Bundespräsident van der Bellen am Dienstag nach dem Anschlag in Wien.
© HERBERT PFARRHOFER

Wien – Bundespräsident Alexander Van der Bellen und Bundeskanzler Sebastian Kurz (ÖVP) haben sich nach dem Terroranschlag in der Wiener Innenstadt am Dienstag in Statements an die Bevölkerung gewandt.

„Im Zentrum Wiens inmitten unserer Republik hat ein feiges terroristisches Attentat auf das Herz unsere Gesellschaft stattgefunden", sagte das Staatsoberhaupt. Der Hass könne aber niemals so stark sein „wie unsere Gemeinschaft".

Das offenbar islamistische Attentat sei das „schlimmste unserer jüngeren Geschichte". „Unser tiefes Mitgefühl gilt allen Verletzten, die in diesen Stunden um ihr Leben ringen. Unsere Tränen fließen für alle aus unserer Mitte, die ihr Leben verloren haben", sagte Van der Bellen. Das Staatsoberhaupt bedankte sich auch bei allen Einsatzkräften und bei der internationalen Gemeinschaft, die geschlossen „in diesen schweren Stunden" hinter Österreich stehe.

📽️ Video | Bundespräsident Alexander Van der Bellen zum Terroranschlag in Wien

„Werden uns nicht einschüchtern lassen"

Das Attentat habe offenbar allen gegolten, die das Leben in einer freien Gemeinschaft schätzen und hochhalten. „Es galt unser freien Gesellschaft selbst", so der Bundespräsident. „Es galt dem Leben in einer liberalen Demokratie, das Terroristen offenbar abgrundtief hassen."

Der Hass werde in der Gesellschaft aber nicht auf fruchtbaren Boden fallen. Ähnliche Worte fand Bundeskanzler Sebastian Kurz. Er hat am Dienstag angekündigt, dem Terrorismus mit allen Mitten entgegenzutreten.

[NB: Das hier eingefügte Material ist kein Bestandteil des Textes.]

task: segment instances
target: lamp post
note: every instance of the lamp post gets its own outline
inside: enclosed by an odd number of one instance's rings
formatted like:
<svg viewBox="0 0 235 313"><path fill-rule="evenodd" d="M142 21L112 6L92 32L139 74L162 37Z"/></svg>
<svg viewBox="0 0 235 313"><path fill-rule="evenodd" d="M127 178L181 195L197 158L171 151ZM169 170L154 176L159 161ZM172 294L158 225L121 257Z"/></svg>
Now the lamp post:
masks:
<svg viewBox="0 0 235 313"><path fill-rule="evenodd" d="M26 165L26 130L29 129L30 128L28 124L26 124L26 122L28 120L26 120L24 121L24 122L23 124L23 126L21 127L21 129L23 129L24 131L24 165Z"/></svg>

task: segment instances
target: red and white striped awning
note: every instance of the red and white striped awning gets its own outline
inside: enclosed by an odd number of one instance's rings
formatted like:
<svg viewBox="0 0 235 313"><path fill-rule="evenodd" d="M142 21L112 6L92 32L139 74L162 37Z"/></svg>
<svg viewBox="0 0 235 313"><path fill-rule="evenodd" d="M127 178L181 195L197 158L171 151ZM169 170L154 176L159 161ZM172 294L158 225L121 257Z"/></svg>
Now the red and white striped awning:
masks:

„Wir werden uns von Terroristen nicht einschüchtern lassen", sagte er in einer kurzen Ansprache. Gleichzeitig appellierte er, die von den Islamisten angestrebte Spaltung der Gesellschaft nicht zuzulassen: „Wir werden diesem Hass keinen Raum geben." Der Feind sei der islamische Extremismus, nicht alle Angehörigen einer ganzen Religion.

„Keine Auseinandersetzung zwischen Christen und Muslimen"

„Wir werden die Opfer des gestrigen Abends nie vergessen und wir werden gemeinsam, entschlossen unsere Grundwerte verteidigen", sagte Kurz und erinnerte an die bisher vier Todesopfer, die 14 Verletzten und den verwundeten Polizisten. Ein älterer Herr, eine ältere Dame, ein junger Passant und eine Kellnerin seien durch den Anschlag „aus dem Leben gerissen" worden.

Der Anschlag sei von „Hass auf unser Lebensmodell" und „Hass auf unsere Grundwerte" getragen. Man werde nun Täter und Hintermänner jagen und einer gerechten Strafe zuführen.

Allerdings sei dies keine Auseinandersetzung zwischen Christen und Muslimen, sondern: „Es ist ein Kampf zwischen den vielen Menschen, die an den Frieden glauben und jenen wenigen, die sich den Krieg wünschen." Diesen "Kampf zwischen Zivilisation und Barbarei" werde man gemeinsam mit den internationalen Partnern mit aller Entschlossenheit führen. Außerdem kündigte Kurz eine (auch von der Opposition beantragte) Sitzung des Nationalen Sicherheitsrates an, diese findet am morgigen Mittwoch um 16.00 Uhr statt. (APA/TT.com)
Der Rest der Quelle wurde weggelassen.